Posted February. 28, 2005 22:40,
The National Pension Fund may dry up by 2042, which is five years faster than the governments forecast, if the current trend continues.
When the fund becomes exhausted, people in their 20s and 30s at present will not receive it when they retire. So experts point out that the current pension system, in which participants pay less and get more, should be addressed.
Supposing that the yield on the pension fund is 4.5 percent, the fund is projected to go into the red from 2031 before being exhausted by 2042, according to a report, Fund Risk Management and Improvement of Fund Spending Structure published by the Korea Development Institute (KDI) on Monday at the request of the Ministry of Planning and Budget.
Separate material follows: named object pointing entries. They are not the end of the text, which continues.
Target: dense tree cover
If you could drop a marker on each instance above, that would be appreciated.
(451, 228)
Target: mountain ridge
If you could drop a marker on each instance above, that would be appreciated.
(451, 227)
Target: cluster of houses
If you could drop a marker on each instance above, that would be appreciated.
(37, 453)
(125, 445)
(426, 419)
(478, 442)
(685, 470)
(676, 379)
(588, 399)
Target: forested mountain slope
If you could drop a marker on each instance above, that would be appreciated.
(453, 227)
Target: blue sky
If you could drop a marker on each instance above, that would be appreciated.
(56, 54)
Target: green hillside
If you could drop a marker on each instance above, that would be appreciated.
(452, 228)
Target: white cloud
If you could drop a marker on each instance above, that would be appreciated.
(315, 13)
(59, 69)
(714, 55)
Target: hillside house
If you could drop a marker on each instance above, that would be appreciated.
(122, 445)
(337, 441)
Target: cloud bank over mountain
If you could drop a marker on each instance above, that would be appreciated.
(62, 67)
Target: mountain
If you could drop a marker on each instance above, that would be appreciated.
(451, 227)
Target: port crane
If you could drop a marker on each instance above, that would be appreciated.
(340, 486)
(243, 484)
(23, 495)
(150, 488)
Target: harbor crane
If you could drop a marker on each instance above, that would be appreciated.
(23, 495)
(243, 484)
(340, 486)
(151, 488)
The National Pension Fund Development Committee led by the Ministry of Health and Welfare projected in 2003 that the pension fund will go into the red from 2035 and completely run dry by 2047, and the government is carrying out the pension fund reform measures based on the estimation.
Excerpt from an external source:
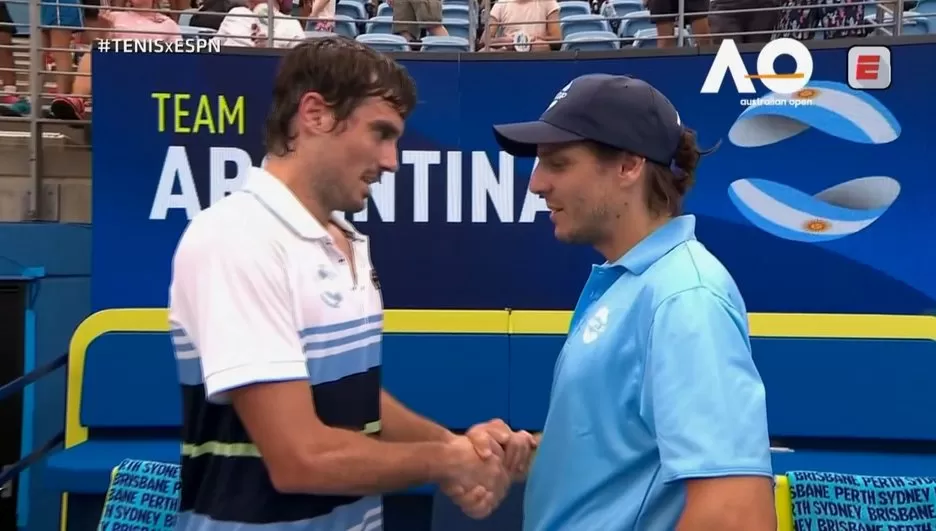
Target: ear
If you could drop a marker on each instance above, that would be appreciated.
(314, 116)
The different outlook for the pension fund is because the institutions have a contrasting prospect on the pension yield.
The committee forecasted that the yield would remain at 7.5 percent annually by 2010 before gradually going down to five percent after 2050.
The KDI, on the contrary, said that the yield would be 4.5 percent annually, reflecting the current low interest rate on the calculation.
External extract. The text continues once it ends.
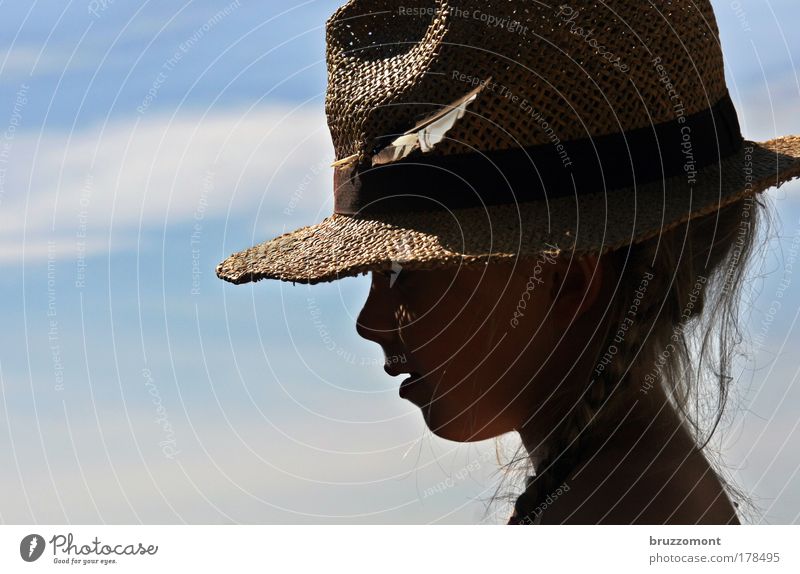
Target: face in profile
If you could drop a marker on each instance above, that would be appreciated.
(478, 347)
The yield on the pension fund stood at 5.89 percent last year due to the fall in interest rate.
The report pointed out that the structural imbalance of the National Pension Fund should be addressed by grasping the income of pension participants and establishing the right accounting principle.
In order to take in the income of the self-employed properly, the report proposed reducing the special tax system for value added tax and eliminating simplified tax while introducing private insurance accounting principle to the National Pension Fund.